Unnamed: 0,species,island,bill_length_mm,bill_depth_mm,flipper_length_mm,body_mass_g,sex,year
0,Adelie,Torgersen,39.1,18.7,181.0,3750.0,male,2007
1,Adelie,Torgersen,39.5,17.4,186.0,3800.0,female,2007
2,Adelie,Torgersen,40.3,18.0,195.0,3250.0,female,2007
3,Adelie,Torgersen,,,,,,2007
4,Adelie,Torgersen,36.7,19.3,193.0,3450.0,female,2007


### Set random seed
Just for reproducibility in this class

In [4]:
RANDOM_SEED = 8296
np.random.seed(RANDOM_SEED)

## Exercise 1: Intercept only regression
The Palmer Penguin dataset has been loaded for you. For the first exercise we want to focus just on the Adelie penguins. 

Specifically we would like you to

1. Perform some exploratory data analysis to get a sense of the data
2. Filter to only observations Adelie penguins that have *complete* data
2. Write the model for an intercept only regression for `body_mass_g`
3. Sample from the prior predictive
4. Use MCMC sampling to estimate the model parameters
5. Using the ArviZ posterior plot, plot the posterior estimates
   * What is the 75% HDI for these parameters
6. Plot the posterior predictive
  * How does it compare to the prior predictive?


### Beta Feedback question
In Exercise 1 we left some code blocks with commented hints below. Let us know if this helps "just the right amount" or is too helpful. The exercises should be challenging, that's how you learn, but we're looking to strike the right balance here!
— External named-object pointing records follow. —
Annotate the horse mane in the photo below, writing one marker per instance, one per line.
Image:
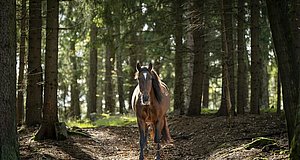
(156, 82)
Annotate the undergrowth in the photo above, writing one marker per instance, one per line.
(104, 120)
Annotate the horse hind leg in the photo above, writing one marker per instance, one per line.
(157, 136)
(143, 137)
(166, 136)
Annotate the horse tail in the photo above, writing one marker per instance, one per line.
(165, 133)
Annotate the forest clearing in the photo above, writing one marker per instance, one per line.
(204, 137)
(94, 79)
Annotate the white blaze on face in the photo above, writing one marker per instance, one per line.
(145, 75)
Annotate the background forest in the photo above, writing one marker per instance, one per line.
(76, 59)
(100, 43)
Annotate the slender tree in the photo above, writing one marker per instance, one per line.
(255, 59)
(109, 59)
(206, 82)
(228, 85)
(178, 34)
(50, 118)
(8, 135)
(75, 104)
(242, 82)
(288, 59)
(278, 94)
(92, 103)
(198, 69)
(21, 85)
(119, 58)
(34, 75)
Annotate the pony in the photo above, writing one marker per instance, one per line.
(151, 101)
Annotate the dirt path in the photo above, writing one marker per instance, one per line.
(205, 137)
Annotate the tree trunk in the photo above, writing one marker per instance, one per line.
(242, 82)
(21, 85)
(255, 59)
(109, 61)
(206, 83)
(288, 64)
(119, 60)
(178, 90)
(278, 93)
(9, 148)
(34, 77)
(264, 43)
(228, 22)
(92, 105)
(197, 80)
(50, 118)
(227, 61)
(75, 106)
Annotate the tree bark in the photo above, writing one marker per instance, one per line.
(255, 59)
(198, 69)
(178, 90)
(278, 94)
(75, 104)
(50, 117)
(119, 60)
(227, 61)
(242, 82)
(109, 61)
(9, 148)
(34, 76)
(21, 85)
(288, 64)
(92, 103)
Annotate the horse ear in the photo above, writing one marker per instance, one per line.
(138, 66)
(150, 66)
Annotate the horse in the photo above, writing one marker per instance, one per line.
(151, 101)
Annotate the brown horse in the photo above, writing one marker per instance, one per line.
(151, 101)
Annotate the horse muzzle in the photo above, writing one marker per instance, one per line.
(145, 100)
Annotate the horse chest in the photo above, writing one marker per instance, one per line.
(150, 114)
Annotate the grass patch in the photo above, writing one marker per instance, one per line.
(269, 110)
(104, 120)
(80, 124)
(115, 121)
(208, 111)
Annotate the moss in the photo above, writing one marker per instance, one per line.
(295, 146)
(9, 152)
(260, 143)
(104, 120)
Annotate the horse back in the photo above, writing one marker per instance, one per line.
(135, 97)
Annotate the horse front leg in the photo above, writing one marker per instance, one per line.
(142, 127)
(157, 136)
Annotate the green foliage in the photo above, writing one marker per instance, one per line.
(104, 120)
(208, 111)
(268, 110)
(260, 142)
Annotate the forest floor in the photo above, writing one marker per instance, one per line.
(203, 137)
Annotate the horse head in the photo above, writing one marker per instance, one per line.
(144, 77)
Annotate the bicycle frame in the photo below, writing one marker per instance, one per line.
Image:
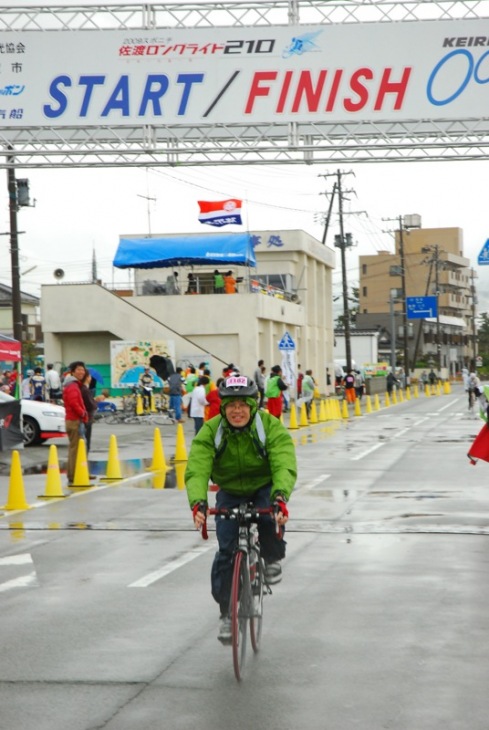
(249, 584)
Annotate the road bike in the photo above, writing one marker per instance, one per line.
(249, 584)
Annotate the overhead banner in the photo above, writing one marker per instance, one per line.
(339, 72)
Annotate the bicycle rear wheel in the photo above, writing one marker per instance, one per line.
(240, 590)
(256, 618)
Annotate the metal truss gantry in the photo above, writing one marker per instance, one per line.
(228, 144)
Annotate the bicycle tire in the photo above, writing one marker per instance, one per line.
(256, 618)
(240, 590)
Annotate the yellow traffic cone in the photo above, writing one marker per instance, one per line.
(159, 461)
(113, 472)
(139, 405)
(158, 479)
(82, 477)
(293, 418)
(303, 417)
(54, 487)
(16, 495)
(180, 448)
(313, 415)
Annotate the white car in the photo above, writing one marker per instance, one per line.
(40, 421)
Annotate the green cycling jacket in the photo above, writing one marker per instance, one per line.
(241, 463)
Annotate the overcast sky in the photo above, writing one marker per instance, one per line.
(78, 211)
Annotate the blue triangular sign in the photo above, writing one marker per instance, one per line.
(483, 259)
(286, 343)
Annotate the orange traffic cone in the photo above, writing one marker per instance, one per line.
(293, 417)
(82, 476)
(16, 494)
(180, 448)
(113, 472)
(158, 463)
(54, 488)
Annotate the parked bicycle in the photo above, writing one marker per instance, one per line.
(249, 584)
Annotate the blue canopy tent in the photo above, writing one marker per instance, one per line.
(234, 249)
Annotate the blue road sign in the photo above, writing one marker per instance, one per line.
(286, 343)
(483, 259)
(421, 307)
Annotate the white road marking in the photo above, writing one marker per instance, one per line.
(367, 452)
(21, 559)
(147, 580)
(313, 483)
(23, 582)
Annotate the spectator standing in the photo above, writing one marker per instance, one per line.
(391, 380)
(308, 386)
(53, 383)
(90, 404)
(25, 386)
(192, 284)
(172, 283)
(214, 401)
(274, 389)
(359, 382)
(76, 413)
(349, 383)
(38, 385)
(218, 282)
(259, 378)
(199, 402)
(300, 378)
(230, 283)
(146, 383)
(176, 385)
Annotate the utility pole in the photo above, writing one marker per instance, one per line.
(437, 291)
(14, 249)
(346, 310)
(474, 330)
(404, 304)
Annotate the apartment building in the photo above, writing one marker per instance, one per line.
(433, 263)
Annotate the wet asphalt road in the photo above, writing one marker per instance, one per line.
(380, 622)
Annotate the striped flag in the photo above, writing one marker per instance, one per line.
(220, 212)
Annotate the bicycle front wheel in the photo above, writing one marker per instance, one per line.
(240, 591)
(256, 618)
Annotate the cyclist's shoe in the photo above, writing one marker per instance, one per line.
(273, 573)
(224, 635)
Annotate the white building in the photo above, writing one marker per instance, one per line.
(289, 291)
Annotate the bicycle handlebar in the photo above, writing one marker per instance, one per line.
(233, 513)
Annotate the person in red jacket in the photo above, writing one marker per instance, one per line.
(76, 413)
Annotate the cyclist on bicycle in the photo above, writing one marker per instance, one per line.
(251, 456)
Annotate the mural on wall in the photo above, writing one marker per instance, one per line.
(128, 359)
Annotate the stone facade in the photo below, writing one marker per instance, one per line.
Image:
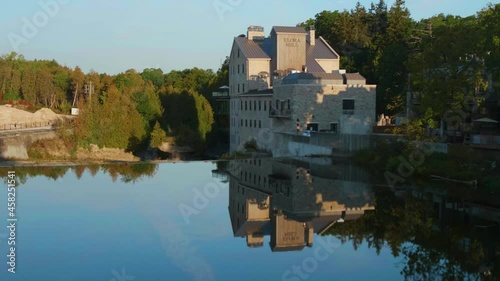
(258, 67)
(324, 105)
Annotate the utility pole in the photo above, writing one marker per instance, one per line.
(76, 95)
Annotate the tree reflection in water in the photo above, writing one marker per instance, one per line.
(438, 236)
(436, 243)
(128, 173)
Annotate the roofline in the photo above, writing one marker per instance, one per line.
(329, 47)
(243, 49)
(252, 95)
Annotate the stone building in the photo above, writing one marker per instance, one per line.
(290, 82)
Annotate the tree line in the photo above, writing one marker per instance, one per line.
(444, 58)
(128, 110)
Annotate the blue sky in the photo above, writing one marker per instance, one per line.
(115, 35)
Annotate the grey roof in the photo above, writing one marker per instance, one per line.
(312, 65)
(354, 76)
(321, 50)
(257, 92)
(293, 78)
(254, 49)
(289, 29)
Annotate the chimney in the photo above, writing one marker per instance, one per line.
(255, 33)
(311, 35)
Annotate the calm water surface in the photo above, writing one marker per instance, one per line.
(302, 219)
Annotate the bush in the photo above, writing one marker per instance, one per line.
(158, 136)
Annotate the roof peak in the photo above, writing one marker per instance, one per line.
(289, 29)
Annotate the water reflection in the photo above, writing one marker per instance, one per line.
(292, 199)
(127, 173)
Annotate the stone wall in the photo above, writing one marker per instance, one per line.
(323, 104)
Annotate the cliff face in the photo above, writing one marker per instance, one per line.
(15, 145)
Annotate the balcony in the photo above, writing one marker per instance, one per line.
(284, 113)
(281, 185)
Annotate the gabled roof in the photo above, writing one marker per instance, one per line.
(296, 78)
(254, 49)
(354, 76)
(321, 50)
(288, 29)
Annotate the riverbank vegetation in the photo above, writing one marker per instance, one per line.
(450, 61)
(124, 111)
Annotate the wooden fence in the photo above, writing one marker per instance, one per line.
(28, 125)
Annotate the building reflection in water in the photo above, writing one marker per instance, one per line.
(292, 199)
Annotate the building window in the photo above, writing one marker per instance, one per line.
(334, 128)
(348, 107)
(312, 127)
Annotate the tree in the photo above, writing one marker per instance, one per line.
(158, 136)
(154, 76)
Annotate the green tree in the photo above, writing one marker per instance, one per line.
(158, 136)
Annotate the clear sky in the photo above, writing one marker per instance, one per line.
(115, 35)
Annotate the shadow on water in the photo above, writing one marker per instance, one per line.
(440, 233)
(127, 173)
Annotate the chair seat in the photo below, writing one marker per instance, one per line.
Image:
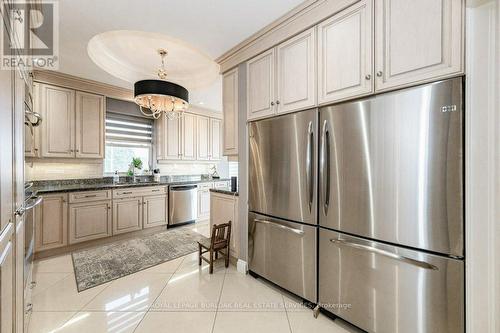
(205, 242)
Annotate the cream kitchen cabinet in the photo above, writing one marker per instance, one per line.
(283, 79)
(417, 41)
(51, 222)
(260, 85)
(224, 208)
(155, 211)
(58, 124)
(89, 220)
(73, 123)
(296, 73)
(230, 112)
(345, 54)
(89, 125)
(127, 215)
(188, 143)
(203, 134)
(32, 135)
(215, 146)
(168, 139)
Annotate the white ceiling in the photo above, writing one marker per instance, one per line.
(211, 26)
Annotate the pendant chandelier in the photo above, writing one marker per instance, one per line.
(157, 97)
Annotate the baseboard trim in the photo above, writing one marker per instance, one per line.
(242, 266)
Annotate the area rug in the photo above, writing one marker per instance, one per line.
(108, 262)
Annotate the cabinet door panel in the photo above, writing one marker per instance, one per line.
(417, 41)
(127, 215)
(89, 221)
(215, 140)
(230, 112)
(189, 137)
(203, 136)
(155, 211)
(51, 222)
(345, 65)
(260, 85)
(296, 72)
(89, 125)
(57, 128)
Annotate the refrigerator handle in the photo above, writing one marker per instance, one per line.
(418, 263)
(309, 168)
(325, 167)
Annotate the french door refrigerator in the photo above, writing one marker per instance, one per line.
(283, 201)
(391, 235)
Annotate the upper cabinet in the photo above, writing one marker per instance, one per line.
(89, 134)
(190, 138)
(72, 125)
(58, 124)
(369, 47)
(345, 57)
(296, 73)
(417, 41)
(283, 79)
(230, 111)
(260, 85)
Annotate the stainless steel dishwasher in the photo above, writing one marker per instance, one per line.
(182, 204)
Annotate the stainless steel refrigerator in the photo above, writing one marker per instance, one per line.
(383, 178)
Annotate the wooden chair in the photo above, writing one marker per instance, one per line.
(221, 236)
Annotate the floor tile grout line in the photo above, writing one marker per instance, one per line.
(159, 294)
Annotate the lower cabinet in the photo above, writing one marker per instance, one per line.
(224, 208)
(90, 220)
(155, 211)
(127, 215)
(51, 222)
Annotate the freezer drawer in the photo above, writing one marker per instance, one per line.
(382, 288)
(392, 167)
(284, 253)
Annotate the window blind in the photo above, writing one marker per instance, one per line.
(129, 131)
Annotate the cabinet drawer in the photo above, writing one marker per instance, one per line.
(89, 196)
(139, 192)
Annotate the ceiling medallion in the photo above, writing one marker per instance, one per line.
(157, 97)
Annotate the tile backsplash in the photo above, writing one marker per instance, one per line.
(48, 170)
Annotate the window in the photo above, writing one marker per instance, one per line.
(127, 137)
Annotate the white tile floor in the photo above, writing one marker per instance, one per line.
(176, 296)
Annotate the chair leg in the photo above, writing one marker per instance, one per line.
(211, 270)
(199, 255)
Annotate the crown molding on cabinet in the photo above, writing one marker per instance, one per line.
(295, 21)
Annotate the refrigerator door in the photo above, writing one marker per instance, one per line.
(284, 253)
(392, 167)
(382, 288)
(282, 166)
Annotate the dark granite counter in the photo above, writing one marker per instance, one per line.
(106, 183)
(224, 190)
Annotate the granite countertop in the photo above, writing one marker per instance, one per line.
(105, 183)
(224, 190)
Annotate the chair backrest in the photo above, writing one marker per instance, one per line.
(221, 234)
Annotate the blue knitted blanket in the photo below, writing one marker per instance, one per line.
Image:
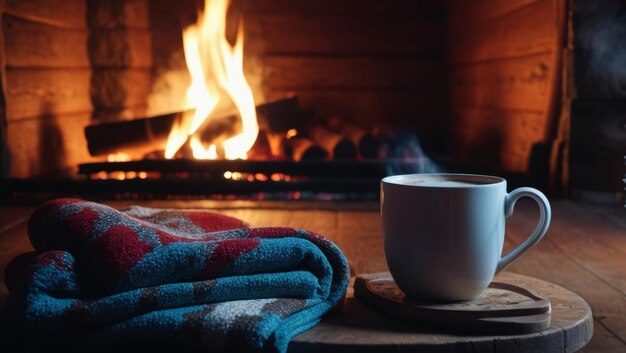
(173, 276)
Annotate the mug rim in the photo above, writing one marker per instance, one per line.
(488, 180)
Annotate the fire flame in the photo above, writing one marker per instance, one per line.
(216, 68)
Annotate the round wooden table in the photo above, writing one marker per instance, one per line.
(358, 328)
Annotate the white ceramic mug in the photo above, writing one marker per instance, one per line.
(443, 233)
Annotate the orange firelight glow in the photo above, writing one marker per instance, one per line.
(216, 70)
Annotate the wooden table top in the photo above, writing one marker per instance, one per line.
(359, 328)
(583, 251)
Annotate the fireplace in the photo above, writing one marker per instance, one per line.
(483, 86)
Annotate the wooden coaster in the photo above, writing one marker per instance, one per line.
(502, 308)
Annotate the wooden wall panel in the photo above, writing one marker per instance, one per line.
(47, 145)
(33, 44)
(47, 78)
(518, 84)
(505, 69)
(527, 30)
(356, 73)
(33, 93)
(57, 13)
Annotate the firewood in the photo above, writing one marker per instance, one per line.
(301, 148)
(148, 134)
(124, 136)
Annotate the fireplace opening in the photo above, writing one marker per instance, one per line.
(306, 100)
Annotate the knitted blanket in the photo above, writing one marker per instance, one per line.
(102, 276)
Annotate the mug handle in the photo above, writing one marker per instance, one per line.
(537, 234)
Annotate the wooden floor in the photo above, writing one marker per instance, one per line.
(584, 251)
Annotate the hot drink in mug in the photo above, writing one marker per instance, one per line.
(443, 234)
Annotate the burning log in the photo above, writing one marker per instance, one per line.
(334, 144)
(133, 136)
(141, 136)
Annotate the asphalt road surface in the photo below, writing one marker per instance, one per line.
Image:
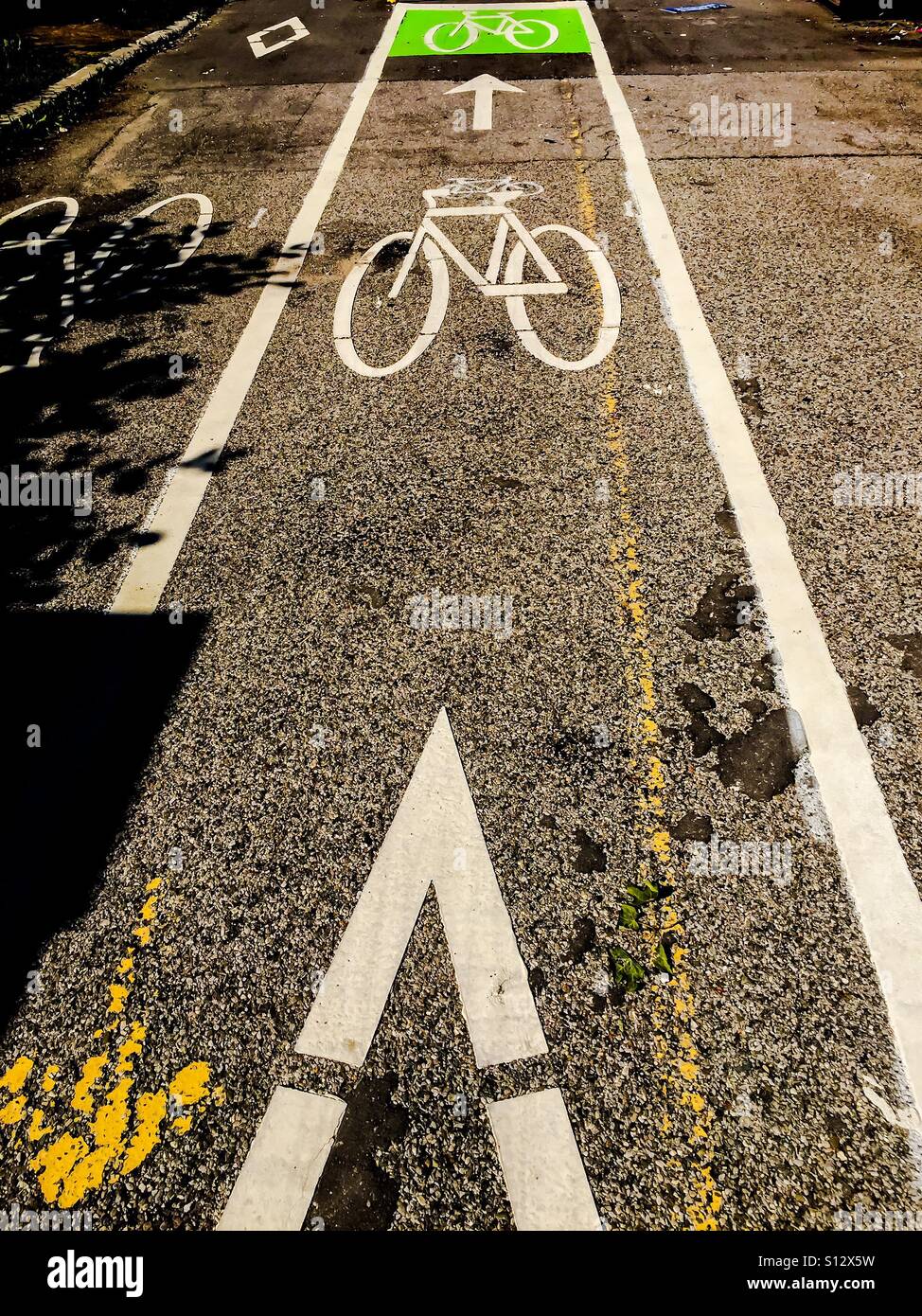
(467, 744)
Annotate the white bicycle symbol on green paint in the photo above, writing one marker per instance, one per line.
(432, 245)
(521, 33)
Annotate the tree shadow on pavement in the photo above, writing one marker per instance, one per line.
(90, 391)
(91, 695)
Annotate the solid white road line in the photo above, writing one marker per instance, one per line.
(185, 489)
(541, 1164)
(435, 837)
(284, 1163)
(881, 884)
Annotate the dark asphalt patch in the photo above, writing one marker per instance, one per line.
(354, 1193)
(98, 687)
(865, 714)
(512, 67)
(760, 762)
(912, 651)
(718, 614)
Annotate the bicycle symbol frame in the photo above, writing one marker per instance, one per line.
(434, 246)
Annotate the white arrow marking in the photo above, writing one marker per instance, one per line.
(258, 44)
(435, 837)
(541, 1164)
(284, 1163)
(483, 88)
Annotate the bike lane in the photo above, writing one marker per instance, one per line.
(702, 1074)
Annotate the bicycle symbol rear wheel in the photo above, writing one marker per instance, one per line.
(608, 287)
(521, 36)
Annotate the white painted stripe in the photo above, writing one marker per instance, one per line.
(878, 878)
(435, 837)
(284, 1163)
(541, 1164)
(185, 489)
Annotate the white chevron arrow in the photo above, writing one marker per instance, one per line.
(435, 839)
(483, 88)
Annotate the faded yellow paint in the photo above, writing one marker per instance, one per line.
(674, 1005)
(13, 1111)
(37, 1127)
(117, 1130)
(189, 1085)
(16, 1076)
(90, 1076)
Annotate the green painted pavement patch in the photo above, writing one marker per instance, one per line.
(490, 32)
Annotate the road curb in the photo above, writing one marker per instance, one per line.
(44, 111)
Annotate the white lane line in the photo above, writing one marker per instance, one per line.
(284, 1163)
(185, 489)
(541, 1164)
(435, 837)
(877, 871)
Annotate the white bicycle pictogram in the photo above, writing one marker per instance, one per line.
(521, 33)
(433, 245)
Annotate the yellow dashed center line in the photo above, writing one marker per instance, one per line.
(688, 1115)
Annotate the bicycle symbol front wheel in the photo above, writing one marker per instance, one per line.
(345, 311)
(608, 290)
(459, 37)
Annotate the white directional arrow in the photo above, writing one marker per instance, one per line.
(483, 88)
(434, 840)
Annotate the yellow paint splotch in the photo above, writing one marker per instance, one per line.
(105, 1128)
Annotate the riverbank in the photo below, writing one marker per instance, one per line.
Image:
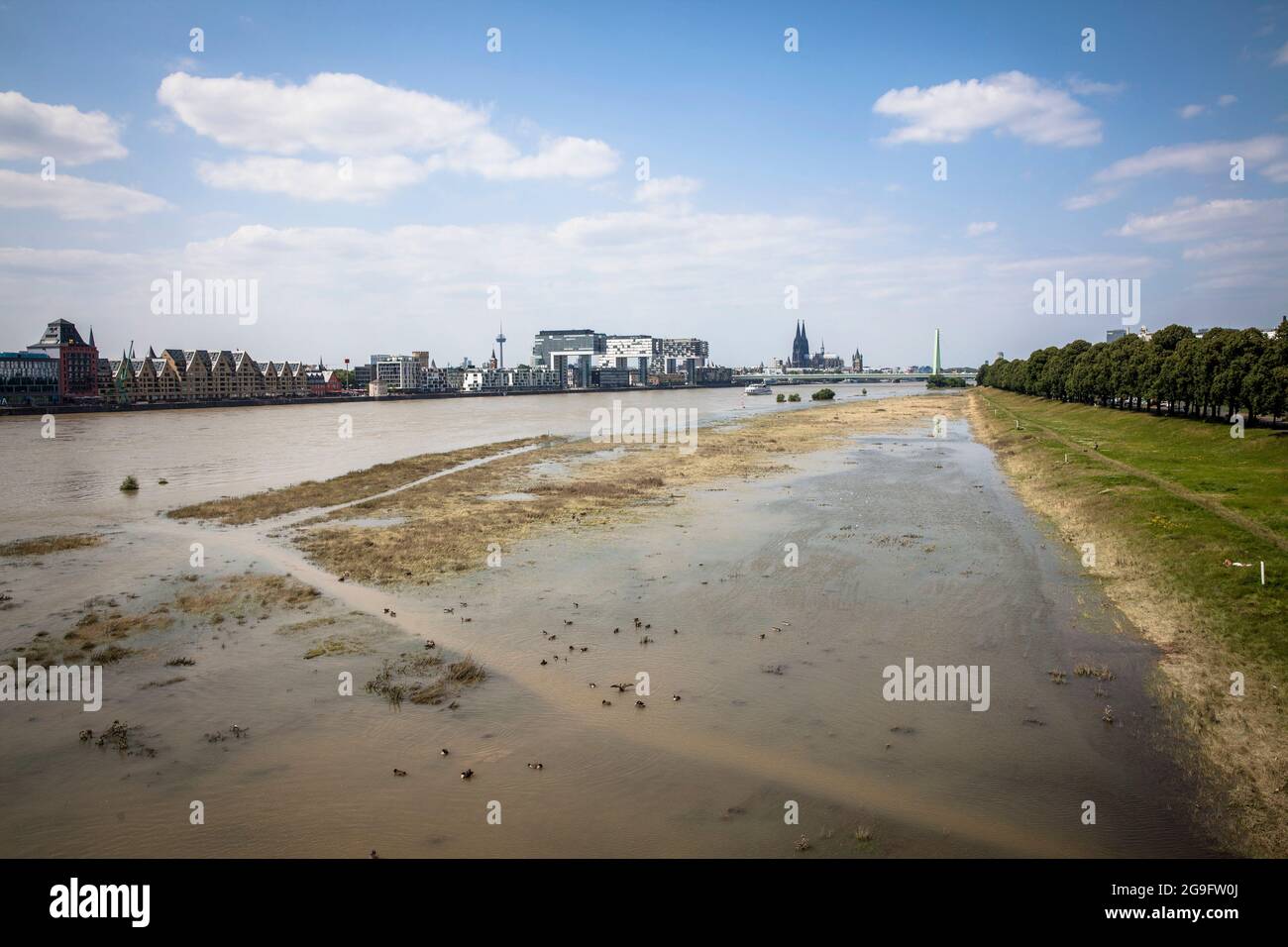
(456, 521)
(1168, 508)
(760, 589)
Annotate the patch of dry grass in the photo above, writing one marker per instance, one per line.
(351, 486)
(244, 591)
(1239, 744)
(52, 544)
(450, 522)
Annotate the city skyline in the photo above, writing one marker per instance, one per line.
(406, 191)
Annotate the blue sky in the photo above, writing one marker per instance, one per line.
(518, 169)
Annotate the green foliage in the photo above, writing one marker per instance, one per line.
(1224, 372)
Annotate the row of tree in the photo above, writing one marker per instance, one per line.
(1223, 372)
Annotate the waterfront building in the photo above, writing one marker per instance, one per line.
(571, 354)
(76, 360)
(29, 377)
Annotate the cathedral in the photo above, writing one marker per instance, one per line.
(802, 357)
Your feedback will help

In [5]:
# EDA

In [6]:
# Adelie Filter

In [7]:
# Missing Data Filter

In [19]:
# Model, including prior predictive

Auto-assigning NUTS sampler...
Initializing NUTS using jitter+adapt_diag...
Multiprocess sampling (4 chains in 4 jobs)
NUTS: [intercept, eps]


Sampling 4 chains for 1_000 tune and 1_000 draw iterations (4_000 + 4_000 draws total) took 13 seconds.


In [1]:
# Plot Prior predictive

In [None]:
# Sample from model

In [None]:
# Plot Posterior

In [2]:
# Sample from posterior predictive

In [None]:
# Plot Posterior Predictive

## Exercise 2: Adding Regressors

Still using the Adelie dataset perform two regressions. [This diagram](https://github.com/allisonhorst/palmerpenguins#bill-dimensions) will give you an intuition for what each means.

From a code perspective be sure to use dims and coords!

_Hint_: In plotting the posterior the `var_names` argument is quite helpful to focus on what you plots you care about

1. Perform a regression with `bill_length_mm` only
2. Perform a regression with `bill_length_mm` and `bill_depth_mm`

For each regression plot the posterior parameters  

## Exercise 3: Multiple Species
In this exercise we'll introduce all the species and perform a regression for each.

* Expand the regression to include all penguins still using `bill_length_mm` and `bill_depth_mm` as the regressors
* Plot the posterior distribution. Verify the slopes for the Adelie penguins are the same as the previous model
  * `Hint`: the `.sel` xarray slicing will be helpful here